# Curvilinear Motion n/t coordinates

 P: 23 1. The problem statement, all variables and given/known data Given, y2 = 9x3 + 6x, where x and y are in metres and y is positive. What is the normal component of the acceleration when x= 3m, $$\dot{x}$$ = 7ms-1 and $$\ddot{x}$$ = 8 ms-2? 2. Relevant equations V = Vxi + Vyj Vx = $$\dot{x}$$ Vy = $$\dot{y}$$ a = axi + ayj ax = $$\ddot{x}$$ ay = $$\ddot{y}$$ 3. The attempt at a solution I was fairly confident that my following attempt would yield the correct solution, however it did not. I still fail to see any problems with my attempt, so I thought I'd post it. Any feedback on my work would be greatly appreciated.
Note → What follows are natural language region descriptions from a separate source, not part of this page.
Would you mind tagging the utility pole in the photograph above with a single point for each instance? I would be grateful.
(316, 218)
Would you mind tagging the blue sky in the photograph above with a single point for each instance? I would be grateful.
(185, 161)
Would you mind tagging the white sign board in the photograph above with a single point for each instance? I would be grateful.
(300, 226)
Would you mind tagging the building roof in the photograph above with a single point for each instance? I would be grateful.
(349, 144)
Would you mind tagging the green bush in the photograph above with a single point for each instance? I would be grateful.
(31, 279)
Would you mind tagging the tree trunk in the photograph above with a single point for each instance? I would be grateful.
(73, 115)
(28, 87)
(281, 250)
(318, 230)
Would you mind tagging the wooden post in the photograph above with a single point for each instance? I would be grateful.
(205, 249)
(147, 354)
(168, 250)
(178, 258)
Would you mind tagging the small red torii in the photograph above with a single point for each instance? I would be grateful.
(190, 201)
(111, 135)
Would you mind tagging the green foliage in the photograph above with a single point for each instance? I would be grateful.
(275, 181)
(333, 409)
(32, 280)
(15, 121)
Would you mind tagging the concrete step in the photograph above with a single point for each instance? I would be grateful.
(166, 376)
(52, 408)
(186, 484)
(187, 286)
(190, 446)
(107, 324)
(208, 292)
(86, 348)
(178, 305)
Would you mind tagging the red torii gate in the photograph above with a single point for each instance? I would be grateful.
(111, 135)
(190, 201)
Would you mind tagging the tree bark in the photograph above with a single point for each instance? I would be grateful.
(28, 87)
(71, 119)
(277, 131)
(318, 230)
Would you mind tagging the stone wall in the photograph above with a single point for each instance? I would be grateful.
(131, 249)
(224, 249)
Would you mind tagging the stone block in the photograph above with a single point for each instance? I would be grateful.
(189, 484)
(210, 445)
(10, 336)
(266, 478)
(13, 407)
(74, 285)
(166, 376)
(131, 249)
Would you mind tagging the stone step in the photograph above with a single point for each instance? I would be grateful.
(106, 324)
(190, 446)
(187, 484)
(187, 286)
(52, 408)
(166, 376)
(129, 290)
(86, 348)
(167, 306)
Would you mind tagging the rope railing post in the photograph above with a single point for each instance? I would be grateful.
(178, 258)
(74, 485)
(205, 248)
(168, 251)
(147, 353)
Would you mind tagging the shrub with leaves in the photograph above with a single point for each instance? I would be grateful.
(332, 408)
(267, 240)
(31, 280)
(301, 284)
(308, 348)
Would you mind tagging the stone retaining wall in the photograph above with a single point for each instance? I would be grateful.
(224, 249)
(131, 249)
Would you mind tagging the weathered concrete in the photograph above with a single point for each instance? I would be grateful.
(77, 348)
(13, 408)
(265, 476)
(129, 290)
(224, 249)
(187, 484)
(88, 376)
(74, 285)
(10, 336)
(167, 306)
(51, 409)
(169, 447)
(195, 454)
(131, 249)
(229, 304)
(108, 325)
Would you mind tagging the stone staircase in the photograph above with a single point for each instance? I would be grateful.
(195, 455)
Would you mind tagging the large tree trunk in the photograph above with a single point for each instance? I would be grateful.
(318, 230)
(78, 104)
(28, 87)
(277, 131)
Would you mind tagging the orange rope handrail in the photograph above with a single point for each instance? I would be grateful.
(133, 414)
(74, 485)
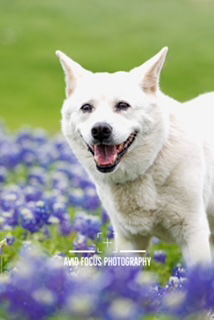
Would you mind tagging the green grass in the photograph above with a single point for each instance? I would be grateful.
(101, 35)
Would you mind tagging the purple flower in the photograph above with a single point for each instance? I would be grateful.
(160, 256)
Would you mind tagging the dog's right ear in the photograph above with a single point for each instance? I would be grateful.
(73, 72)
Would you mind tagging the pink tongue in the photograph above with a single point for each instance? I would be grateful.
(105, 155)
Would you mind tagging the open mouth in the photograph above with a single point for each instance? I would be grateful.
(108, 156)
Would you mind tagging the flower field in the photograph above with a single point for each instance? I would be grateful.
(48, 210)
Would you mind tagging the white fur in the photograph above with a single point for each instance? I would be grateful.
(164, 185)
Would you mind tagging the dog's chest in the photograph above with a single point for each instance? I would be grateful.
(137, 205)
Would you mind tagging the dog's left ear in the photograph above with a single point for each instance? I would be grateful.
(149, 73)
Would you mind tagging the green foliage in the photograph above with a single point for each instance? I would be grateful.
(101, 35)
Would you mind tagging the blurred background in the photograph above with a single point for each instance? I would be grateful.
(102, 36)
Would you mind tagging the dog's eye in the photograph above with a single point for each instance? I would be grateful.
(87, 107)
(122, 105)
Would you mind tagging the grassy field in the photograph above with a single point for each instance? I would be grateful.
(101, 35)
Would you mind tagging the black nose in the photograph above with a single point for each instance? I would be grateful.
(101, 131)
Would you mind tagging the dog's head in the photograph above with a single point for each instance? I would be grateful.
(109, 114)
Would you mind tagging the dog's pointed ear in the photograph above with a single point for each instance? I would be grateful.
(73, 71)
(149, 72)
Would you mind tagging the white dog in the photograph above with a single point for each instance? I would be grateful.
(151, 157)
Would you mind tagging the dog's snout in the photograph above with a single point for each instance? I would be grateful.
(101, 131)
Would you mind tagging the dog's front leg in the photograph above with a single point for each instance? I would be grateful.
(196, 245)
(130, 243)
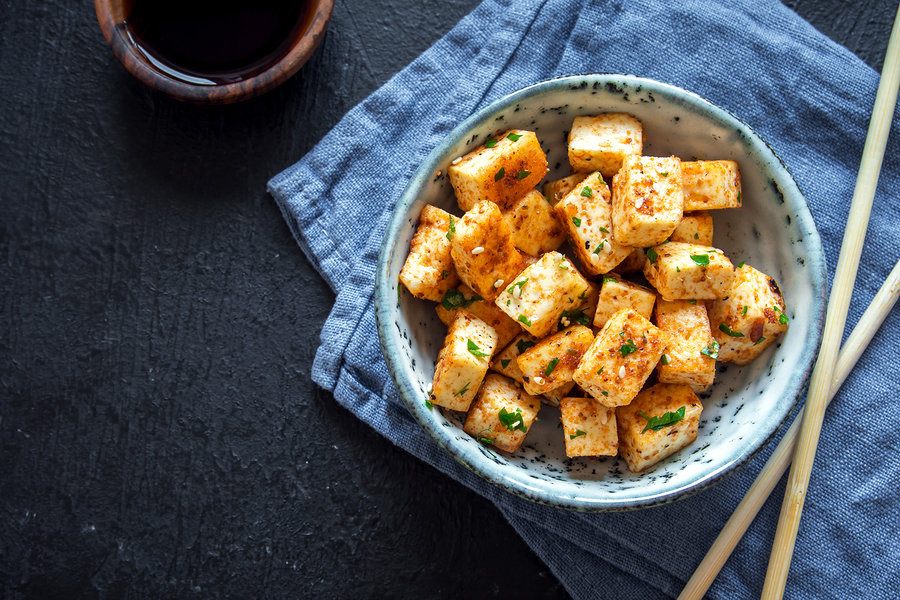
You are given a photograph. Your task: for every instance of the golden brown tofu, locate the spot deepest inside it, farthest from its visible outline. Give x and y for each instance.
(501, 171)
(650, 428)
(621, 358)
(428, 271)
(682, 271)
(502, 414)
(535, 228)
(586, 214)
(589, 428)
(552, 361)
(601, 143)
(690, 357)
(483, 250)
(462, 361)
(711, 184)
(750, 318)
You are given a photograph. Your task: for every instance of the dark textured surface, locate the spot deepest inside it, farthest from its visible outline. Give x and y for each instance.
(159, 433)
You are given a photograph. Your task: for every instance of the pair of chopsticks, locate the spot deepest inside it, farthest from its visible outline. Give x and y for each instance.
(831, 370)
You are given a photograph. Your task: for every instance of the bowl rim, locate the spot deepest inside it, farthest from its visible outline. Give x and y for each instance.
(385, 294)
(110, 18)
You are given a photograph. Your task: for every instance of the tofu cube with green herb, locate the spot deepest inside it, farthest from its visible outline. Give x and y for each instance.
(551, 362)
(647, 200)
(535, 228)
(537, 297)
(501, 170)
(462, 361)
(662, 420)
(711, 184)
(589, 428)
(691, 356)
(586, 213)
(502, 414)
(681, 271)
(621, 358)
(464, 298)
(750, 318)
(695, 228)
(483, 250)
(504, 362)
(428, 271)
(616, 294)
(556, 190)
(601, 142)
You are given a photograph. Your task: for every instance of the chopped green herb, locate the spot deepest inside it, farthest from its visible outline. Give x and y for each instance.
(512, 421)
(550, 366)
(727, 330)
(712, 350)
(628, 348)
(474, 349)
(657, 423)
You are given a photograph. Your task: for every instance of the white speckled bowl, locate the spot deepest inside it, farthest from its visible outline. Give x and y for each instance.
(773, 231)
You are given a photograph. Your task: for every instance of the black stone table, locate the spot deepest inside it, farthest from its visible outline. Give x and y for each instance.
(159, 432)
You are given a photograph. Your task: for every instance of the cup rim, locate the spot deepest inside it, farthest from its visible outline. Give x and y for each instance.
(109, 16)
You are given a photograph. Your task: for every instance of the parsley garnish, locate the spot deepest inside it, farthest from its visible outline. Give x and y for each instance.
(474, 349)
(727, 330)
(512, 421)
(657, 423)
(712, 350)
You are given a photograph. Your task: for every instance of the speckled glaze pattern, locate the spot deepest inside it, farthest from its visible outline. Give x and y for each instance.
(773, 231)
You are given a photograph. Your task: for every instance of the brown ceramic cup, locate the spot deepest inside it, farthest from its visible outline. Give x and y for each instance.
(113, 17)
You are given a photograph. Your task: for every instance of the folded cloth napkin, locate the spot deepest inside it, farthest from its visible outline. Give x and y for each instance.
(808, 97)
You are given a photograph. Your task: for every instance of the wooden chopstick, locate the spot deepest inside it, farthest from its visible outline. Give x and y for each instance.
(778, 463)
(841, 290)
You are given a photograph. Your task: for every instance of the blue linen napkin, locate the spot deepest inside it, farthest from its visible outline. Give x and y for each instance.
(808, 97)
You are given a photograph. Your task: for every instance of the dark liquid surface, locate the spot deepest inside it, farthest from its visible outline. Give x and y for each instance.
(212, 42)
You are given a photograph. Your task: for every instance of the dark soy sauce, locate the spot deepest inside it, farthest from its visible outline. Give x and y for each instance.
(215, 41)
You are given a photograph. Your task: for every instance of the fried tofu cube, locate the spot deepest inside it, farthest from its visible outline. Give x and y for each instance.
(555, 190)
(537, 297)
(681, 271)
(483, 250)
(711, 184)
(502, 414)
(586, 214)
(501, 171)
(695, 228)
(589, 428)
(647, 200)
(552, 361)
(504, 362)
(464, 297)
(644, 442)
(428, 271)
(621, 358)
(690, 357)
(616, 294)
(462, 361)
(750, 318)
(601, 143)
(535, 228)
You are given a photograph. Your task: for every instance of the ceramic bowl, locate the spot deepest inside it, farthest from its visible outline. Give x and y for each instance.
(773, 231)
 HW Helper P: 5,003 Hmmm.... it's difficult to spot the error in your calculations, but you might have an easier time if you don't mess about with too many angles... Everything up to and including your calculation of $\theta$ looks correct to me. From that point, you should be able to basically look at diagram and read off the vector expression for the unit tangent and unit normal; $\textbf{T}=\cos\theta\textbf{i}+\sin\theta\textbf{j}$ and $\textbf{N}=\cos(\frac{\pi}{2}-\theta)\textbf{i}-\sin(\frac{\pi}{2}-\theta)\textbf{j}=\sin\theta\textbf{i}-\cos\theta\textbf{j}$...The advantage of expressing the unit normal like this is that once you calculate $\textbf{a}=\ddot{x}\textbf{i}+\ddot{y}\textbf{j}$, all you need to do to find its normal component is take the dot product $a_N=\textbf{a}\cdot\textbf{N}$.